Rachel hardly remembered what happened in the next hour, it passed in such a giddy blur, a jumble of news and promises and kisses and plans, until finally Emily had to leave, but swore to return the next evening.
In the next days Rachel’s spirits were greatly improved. Yes, she had still been betrayed by her family, she was still stuck in solitary confinement in her evil witch of an aunt’s attic, but now at least she had one good thing going for her and one hope to hold onto. And in those hours when Emily was there, they were discussing escape plans and what to do next. Emily’s parents knew and accepted who and what their daughter was, Emily assured Rachel, and would be happy to take Rachel in until she figured out where to go from there. It was amazing how much a little hope and promise for the future could do.
Rachel could see, too, that Aunt Golda had noticed and was frustrated by her rise in spirits. She felt rather satisfied by that; she would not be broken so easily.

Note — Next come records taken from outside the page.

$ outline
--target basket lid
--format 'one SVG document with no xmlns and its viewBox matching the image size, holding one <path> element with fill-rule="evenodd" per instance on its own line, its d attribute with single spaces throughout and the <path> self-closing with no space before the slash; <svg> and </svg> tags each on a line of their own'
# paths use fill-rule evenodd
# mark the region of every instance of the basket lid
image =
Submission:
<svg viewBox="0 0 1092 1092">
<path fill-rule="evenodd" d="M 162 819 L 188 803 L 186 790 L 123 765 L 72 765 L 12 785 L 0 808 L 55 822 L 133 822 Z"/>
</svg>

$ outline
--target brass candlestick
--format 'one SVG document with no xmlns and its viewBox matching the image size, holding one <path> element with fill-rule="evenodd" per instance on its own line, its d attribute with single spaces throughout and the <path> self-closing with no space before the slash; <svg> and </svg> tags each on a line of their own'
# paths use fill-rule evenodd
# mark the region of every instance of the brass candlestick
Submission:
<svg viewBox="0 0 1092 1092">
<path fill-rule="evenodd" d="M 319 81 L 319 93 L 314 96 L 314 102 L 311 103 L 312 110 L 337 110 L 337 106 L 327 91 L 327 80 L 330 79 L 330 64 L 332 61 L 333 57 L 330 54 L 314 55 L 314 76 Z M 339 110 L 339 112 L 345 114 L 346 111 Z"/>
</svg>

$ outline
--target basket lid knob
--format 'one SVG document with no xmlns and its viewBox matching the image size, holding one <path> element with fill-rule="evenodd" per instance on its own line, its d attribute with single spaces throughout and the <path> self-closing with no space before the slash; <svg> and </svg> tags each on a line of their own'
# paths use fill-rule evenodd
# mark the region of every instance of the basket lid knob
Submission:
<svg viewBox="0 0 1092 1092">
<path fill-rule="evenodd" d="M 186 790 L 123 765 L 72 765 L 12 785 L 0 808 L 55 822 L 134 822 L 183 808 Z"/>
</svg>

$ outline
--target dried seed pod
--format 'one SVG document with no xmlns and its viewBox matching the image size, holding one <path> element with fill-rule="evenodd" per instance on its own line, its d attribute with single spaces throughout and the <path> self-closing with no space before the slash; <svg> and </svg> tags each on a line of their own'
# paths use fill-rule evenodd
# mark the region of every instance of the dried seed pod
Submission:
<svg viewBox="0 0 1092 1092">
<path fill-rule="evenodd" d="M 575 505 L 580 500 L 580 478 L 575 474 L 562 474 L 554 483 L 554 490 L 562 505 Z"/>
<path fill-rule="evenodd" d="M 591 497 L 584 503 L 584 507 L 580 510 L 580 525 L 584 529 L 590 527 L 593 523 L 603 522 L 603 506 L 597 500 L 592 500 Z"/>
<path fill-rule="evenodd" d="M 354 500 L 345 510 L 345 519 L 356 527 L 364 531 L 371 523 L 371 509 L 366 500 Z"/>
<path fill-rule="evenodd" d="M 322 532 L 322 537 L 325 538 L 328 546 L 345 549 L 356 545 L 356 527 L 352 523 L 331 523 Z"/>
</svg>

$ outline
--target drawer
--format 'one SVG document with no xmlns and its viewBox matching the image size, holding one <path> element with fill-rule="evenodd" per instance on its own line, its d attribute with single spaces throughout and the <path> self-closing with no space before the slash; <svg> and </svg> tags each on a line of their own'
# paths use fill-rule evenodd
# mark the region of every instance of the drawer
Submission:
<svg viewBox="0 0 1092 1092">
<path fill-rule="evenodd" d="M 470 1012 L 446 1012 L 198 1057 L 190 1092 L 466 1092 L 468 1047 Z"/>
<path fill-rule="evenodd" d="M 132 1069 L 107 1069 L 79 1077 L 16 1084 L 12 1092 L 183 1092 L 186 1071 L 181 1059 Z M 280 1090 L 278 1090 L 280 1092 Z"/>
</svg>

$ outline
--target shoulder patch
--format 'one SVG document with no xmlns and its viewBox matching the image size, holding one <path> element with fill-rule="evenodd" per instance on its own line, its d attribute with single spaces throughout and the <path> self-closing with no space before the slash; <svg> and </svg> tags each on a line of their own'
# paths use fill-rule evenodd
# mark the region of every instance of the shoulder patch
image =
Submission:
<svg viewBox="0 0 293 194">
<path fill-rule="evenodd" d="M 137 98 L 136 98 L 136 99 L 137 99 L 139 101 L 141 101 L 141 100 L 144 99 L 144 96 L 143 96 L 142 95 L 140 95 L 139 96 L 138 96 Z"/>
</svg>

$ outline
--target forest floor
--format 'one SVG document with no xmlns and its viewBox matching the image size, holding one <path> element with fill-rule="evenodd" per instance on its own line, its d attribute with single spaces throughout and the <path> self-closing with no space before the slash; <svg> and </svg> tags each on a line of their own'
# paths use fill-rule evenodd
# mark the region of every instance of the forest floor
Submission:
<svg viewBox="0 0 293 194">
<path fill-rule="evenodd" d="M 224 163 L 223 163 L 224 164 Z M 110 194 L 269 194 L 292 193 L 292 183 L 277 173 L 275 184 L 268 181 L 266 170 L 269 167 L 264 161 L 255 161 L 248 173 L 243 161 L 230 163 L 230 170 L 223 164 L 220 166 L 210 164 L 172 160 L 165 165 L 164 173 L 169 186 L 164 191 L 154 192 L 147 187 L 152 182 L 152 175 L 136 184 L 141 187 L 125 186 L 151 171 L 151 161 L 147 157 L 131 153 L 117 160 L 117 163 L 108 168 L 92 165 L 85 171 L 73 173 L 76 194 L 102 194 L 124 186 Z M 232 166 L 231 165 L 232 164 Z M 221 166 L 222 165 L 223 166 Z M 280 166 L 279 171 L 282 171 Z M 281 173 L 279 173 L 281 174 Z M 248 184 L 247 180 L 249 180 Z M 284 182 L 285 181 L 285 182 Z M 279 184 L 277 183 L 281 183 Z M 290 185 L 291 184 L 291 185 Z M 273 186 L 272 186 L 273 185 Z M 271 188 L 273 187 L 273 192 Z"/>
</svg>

Then came the day when it all went wrong. Rachel was helping Emily to cross to the window from the tree when Emily lost her footing and slipped. Rachel held onto her arms with all her strength, but she was still dangling perilously and Rachel knew she couldn’t hold her grip for long. Emily grabbed desperately for any purchase and seized on the nearest thing at hand – which happened to be Rachel’s hair. Rachel could not help screaming in pain. Between the two of them Emily somehow managed to scramble up, but the sound of thudding footsteps on the stairs signaled that they had been caught.
The lock clicked open, and then Eric was there in the doorway. Rachel found herself pleading desperately, almost incoherently, “Don’t tell Aunt Golda! Please, please, if you care at all, don’t tell her.”
He looked between the two girls for what was surely only a few moments but seemed agonizingly long. Then finally he said, “Very well, I won’t tell her.” And he disappeared back downstairs.
And Rachel thought that disaster had been narrowly averted – until the next evening, when Emily didn’t show up, and didn’t show up, and didn’t show up.
So focused was she on watching the window that she didn’t notice the door opening until Eric said too pleasantly, “Expecting someone?”
She whirled around, gaping at him.
“Don’t expect to see your little girlfriend again,” he continued with a sickening smirk.
“Wha?” she gasped.
“You said not to tell, so I didn’t tell; I just thought some friends and I would take matters into our own hands.”
“What? What happened? Where is she?”
“In the hospital, I would imagine. She’s been taught a lesson she won’t soon forget,” he said smugly.
Too furious to think of a response, she simply slammed the door in his face.
That night desperation spurred her to what she’d never dared before. She opened the window as wide as she could, perched on the sill, and jumped for the branches. Her landing was neither elegant nor pleasant, but she had made it. She clambered to a more stable position, and silently made her way down.
As soon as she reached the ground she took off running. She was winded, exhausted, and frustrated by how much time had passed by the time she made it across town, wishing nothing so much as that she’d had money for a taxi.
But finally she made it to the hospital. “Emily Prince, I’m looking for Emily Prince.”
It almost killed her to see Emily bruised and bandaged, but her girlfriend looked up at her arrival and gave her a weak smile. “Rachel! You’re here.”
“You going to stay with me now?”
Rachel managed a return smile. “Couldn’t keep me away.”